The Legacy Arrived (Eventually)..

I’m a proud hockey dad to my 12-year-old daughter, but I always feel like a phony. I don’t know the offside rule, am constantly surprised when ‘icing’ is called, and often sit near other more knowledgeable parents so I can overhear their advice and parrot it back for my daughter after the game.
My excuse is that I never played hockey when I was growing up, a combination of feeling like the sport was too competitive for me and also because I was very tall at an early age, and putting me on ice skates was not dissimilar to trying to balance a Grandfather clock on a set of dinner knives in an earthquake.
I much preferred basketball instead, which was to the (not terribly) secret shame of my father. He had played hockey as a boy and had built, I think, a version in his head of us spending winters on the ice, possibly culminating in a future where I eventually joined the NHL and allowed him to retire early in life, spending his later years being asked by reporters just ‘where’ I had obtained by superior skills, where he could reply demurely ‘I taught him everything he knows.’
But instead, I chose basketball, a sport which I enjoyed a lot more, if not being any more skilled at, in all honesty.

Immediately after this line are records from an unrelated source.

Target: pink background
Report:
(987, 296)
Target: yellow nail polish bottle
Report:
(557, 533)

But, to his eternal credit, he put the imaginary vision of future NHL glory on the shelf, and, after an appraisal of my skills on the basketball team, I think he also put ‘future NBA star’ on the shelf next to it.
What followed was several years where I gainfully attempted to do my best on various school teams, and he and my mother continued to offer support. But I always suspected that the hockey fantasy stayed within his mental reach, something to be picked up and dusted off occasionally.
Flashing forward many years, my father has passed on, I’m now a father as well, and my daughter, from a very early age, expressed a strong desire to play hockey. From seemingly out of nowhere, she’s chosen this as her sport and continues to challenge herself to advance. Today, she had her first game on a more competitive team, one that she’s really pushing herself to keep up with, and she donned a brand new jersey as she skated onto the ice, one that had ‘CUNNINGHAM’ in big block letters across the shoulders.
As I looked at those letters on her shoulders, I realized the 'hockey fantasy' my dad kept on the shelf didn't just stay there—it just waited for someone with a better center of gravity to claim it. My daughter is doing what I wouldn’t (or maybe couldn’t) by participating in Canada’s game, which means I’ve officially inherited my father’s old job. I am now the guy in the stands, pretending to understand the mechanics of a sport that looks like chaos, just so I can be the first person she sees when she looks at the glass.
I sort of think he’s somewhere up there, finally getting to see someone in his family playing the game he loved—and laughing his head off that I still don't know what icing is.